Table 4 Results of the substructure-based QSAR model

As can be seen, the interpretation of results of the fragment-based QSAR leads to similar conclusions, as the interpretation of the topological QSAR – the presence of sec-amino and cyano groups is improving activity, while parts of purely hydrocarbon-nature should be avoided.
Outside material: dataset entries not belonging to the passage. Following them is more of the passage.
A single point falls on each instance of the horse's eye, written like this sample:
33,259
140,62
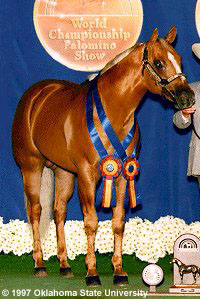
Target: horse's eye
158,64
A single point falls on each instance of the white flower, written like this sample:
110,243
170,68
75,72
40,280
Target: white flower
149,241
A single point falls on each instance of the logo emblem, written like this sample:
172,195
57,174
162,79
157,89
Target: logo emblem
85,34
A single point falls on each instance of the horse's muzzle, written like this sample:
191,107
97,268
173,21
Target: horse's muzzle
185,98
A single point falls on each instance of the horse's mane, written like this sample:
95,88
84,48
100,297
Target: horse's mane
114,61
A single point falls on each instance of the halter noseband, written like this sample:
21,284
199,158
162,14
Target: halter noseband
157,78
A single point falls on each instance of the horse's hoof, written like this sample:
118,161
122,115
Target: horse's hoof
66,272
120,281
93,281
40,272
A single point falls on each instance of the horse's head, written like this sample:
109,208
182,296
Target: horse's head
162,71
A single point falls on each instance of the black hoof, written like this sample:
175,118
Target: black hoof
93,281
66,272
120,280
40,272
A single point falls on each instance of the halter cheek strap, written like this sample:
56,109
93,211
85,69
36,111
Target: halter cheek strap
157,78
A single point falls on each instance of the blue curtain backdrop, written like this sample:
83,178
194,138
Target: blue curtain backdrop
163,185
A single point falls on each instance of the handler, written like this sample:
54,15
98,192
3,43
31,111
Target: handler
182,119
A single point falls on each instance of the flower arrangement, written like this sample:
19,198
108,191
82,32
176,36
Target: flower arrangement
149,241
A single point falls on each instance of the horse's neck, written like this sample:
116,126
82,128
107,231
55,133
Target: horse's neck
179,263
121,88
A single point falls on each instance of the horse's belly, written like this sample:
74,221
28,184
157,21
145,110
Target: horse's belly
48,130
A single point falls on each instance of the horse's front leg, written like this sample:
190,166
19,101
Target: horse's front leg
87,190
118,223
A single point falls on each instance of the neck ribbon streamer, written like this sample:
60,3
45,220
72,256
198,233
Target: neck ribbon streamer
111,166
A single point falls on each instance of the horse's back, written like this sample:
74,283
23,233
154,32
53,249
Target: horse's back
39,113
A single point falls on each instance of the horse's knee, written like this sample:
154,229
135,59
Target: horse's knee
118,225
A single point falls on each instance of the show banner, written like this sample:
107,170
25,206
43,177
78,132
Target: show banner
85,34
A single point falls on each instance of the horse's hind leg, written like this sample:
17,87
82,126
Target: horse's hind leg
118,222
32,173
87,189
64,191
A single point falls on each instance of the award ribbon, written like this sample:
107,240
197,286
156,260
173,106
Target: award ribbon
110,167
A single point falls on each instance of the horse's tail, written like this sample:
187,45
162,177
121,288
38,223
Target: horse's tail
46,200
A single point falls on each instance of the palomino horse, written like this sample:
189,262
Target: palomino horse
50,129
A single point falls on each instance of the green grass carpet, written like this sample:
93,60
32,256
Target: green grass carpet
16,274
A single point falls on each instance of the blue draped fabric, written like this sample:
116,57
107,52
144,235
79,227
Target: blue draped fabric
163,184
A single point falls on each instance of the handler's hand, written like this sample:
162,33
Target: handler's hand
188,111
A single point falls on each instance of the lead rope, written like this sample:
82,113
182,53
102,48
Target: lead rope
193,127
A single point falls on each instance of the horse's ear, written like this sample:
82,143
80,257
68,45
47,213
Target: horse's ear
171,35
154,36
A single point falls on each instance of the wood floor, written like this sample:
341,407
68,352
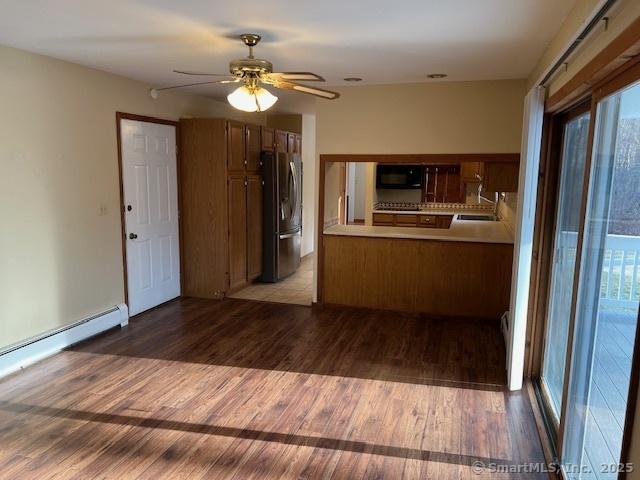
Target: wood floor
205,389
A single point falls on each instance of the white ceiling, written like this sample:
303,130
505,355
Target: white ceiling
382,41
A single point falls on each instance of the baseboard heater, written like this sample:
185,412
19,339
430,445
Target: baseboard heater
18,356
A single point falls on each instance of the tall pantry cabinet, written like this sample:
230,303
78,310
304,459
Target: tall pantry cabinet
221,202
221,206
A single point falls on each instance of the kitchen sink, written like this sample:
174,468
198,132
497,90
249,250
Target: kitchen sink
483,218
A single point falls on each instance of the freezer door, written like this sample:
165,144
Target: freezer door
289,191
288,253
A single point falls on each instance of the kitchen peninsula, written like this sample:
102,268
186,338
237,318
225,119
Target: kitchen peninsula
438,258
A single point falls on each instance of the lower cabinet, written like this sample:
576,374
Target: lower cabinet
411,220
237,231
254,227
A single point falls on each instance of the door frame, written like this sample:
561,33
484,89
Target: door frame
623,76
142,118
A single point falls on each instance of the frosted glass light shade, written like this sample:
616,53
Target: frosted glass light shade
251,99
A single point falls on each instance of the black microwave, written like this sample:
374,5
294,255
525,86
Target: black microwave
399,176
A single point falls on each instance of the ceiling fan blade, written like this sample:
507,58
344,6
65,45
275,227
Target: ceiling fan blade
297,76
318,92
195,84
183,72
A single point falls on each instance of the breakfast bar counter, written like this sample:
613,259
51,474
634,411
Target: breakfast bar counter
460,231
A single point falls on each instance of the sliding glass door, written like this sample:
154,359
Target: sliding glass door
607,296
574,156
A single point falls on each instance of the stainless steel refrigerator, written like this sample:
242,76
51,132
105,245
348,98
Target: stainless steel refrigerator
282,215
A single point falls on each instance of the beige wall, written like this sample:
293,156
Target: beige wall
308,183
61,260
620,17
285,121
444,117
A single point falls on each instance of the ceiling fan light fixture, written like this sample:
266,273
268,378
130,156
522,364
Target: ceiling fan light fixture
252,99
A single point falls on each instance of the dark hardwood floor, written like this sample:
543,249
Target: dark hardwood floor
203,389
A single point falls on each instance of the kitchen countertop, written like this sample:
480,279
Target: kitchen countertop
438,211
477,231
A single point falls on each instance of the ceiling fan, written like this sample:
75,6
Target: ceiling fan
252,73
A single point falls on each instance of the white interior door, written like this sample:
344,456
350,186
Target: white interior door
149,171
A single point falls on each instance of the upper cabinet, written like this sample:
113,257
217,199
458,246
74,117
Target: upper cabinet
221,202
253,148
282,143
235,146
500,176
268,138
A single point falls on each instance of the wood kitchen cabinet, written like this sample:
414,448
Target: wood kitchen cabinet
501,176
412,220
221,203
254,227
237,193
253,148
236,159
281,141
294,141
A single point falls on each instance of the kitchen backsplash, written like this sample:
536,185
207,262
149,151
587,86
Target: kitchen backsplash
431,206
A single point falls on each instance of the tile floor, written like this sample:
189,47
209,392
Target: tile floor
296,289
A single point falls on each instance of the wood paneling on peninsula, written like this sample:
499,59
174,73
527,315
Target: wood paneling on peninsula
435,277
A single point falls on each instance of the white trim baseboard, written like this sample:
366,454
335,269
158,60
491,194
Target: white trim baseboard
22,355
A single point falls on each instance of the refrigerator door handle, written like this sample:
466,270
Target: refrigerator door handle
288,235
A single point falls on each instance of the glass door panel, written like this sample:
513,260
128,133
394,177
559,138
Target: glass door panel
607,296
574,155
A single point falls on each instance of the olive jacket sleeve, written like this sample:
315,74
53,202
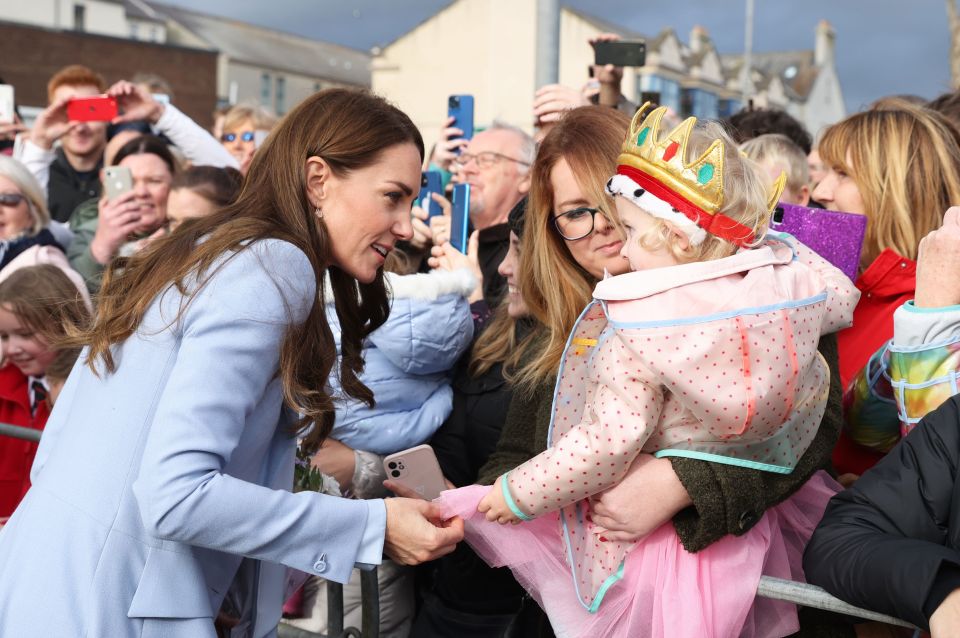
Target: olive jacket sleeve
730,500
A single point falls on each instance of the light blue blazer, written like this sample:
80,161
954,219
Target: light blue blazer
151,484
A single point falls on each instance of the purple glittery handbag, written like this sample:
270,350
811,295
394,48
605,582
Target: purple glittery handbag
835,236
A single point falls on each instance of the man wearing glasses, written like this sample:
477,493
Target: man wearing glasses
496,163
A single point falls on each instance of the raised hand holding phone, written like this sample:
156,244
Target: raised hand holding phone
446,257
460,109
7,102
417,469
118,219
92,108
451,142
52,124
135,103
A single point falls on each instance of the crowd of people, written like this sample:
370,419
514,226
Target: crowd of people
642,397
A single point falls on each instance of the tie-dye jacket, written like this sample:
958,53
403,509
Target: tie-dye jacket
913,374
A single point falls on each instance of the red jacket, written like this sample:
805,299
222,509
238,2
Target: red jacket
16,455
888,283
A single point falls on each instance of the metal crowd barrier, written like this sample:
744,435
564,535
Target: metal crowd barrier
804,595
369,612
800,594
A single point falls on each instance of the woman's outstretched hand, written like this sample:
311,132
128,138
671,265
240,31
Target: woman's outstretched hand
416,532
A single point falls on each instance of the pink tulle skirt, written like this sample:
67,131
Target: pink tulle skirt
665,590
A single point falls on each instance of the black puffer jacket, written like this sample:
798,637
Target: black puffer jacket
891,542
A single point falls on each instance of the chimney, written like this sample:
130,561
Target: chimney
826,36
698,37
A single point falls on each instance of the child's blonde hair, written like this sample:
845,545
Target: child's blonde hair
44,300
782,152
745,195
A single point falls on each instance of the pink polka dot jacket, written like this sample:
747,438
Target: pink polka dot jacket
712,360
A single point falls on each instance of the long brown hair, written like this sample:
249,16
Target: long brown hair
555,287
349,129
905,162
Two main conclusions are drawn from the research presented in this study:

  1. 1.

    HIV-1 reverse transcriptase (RT) has relatively low fidelity – its error rate is evaluated to be in the range of 10−5 per nucleotide addition [33, 34]. A high mutation rate of the virus can result in emergence of strains resistant to antiretroviral drugs. Our docking results indicate that there is no systematic influence of mutations on binding in the allosteric center. Thus, it seems that structural features of the ligand are the main source of the activity toward mutants rather than the binding energy,

  2. 2.

    The interpretation of results of fragment-based QSAR leads to similar conclusions as interpretation of the topological QSAR: the presence of sec-amino and cyano groups is improving binding, while hydrocarbon fragments should be avoided.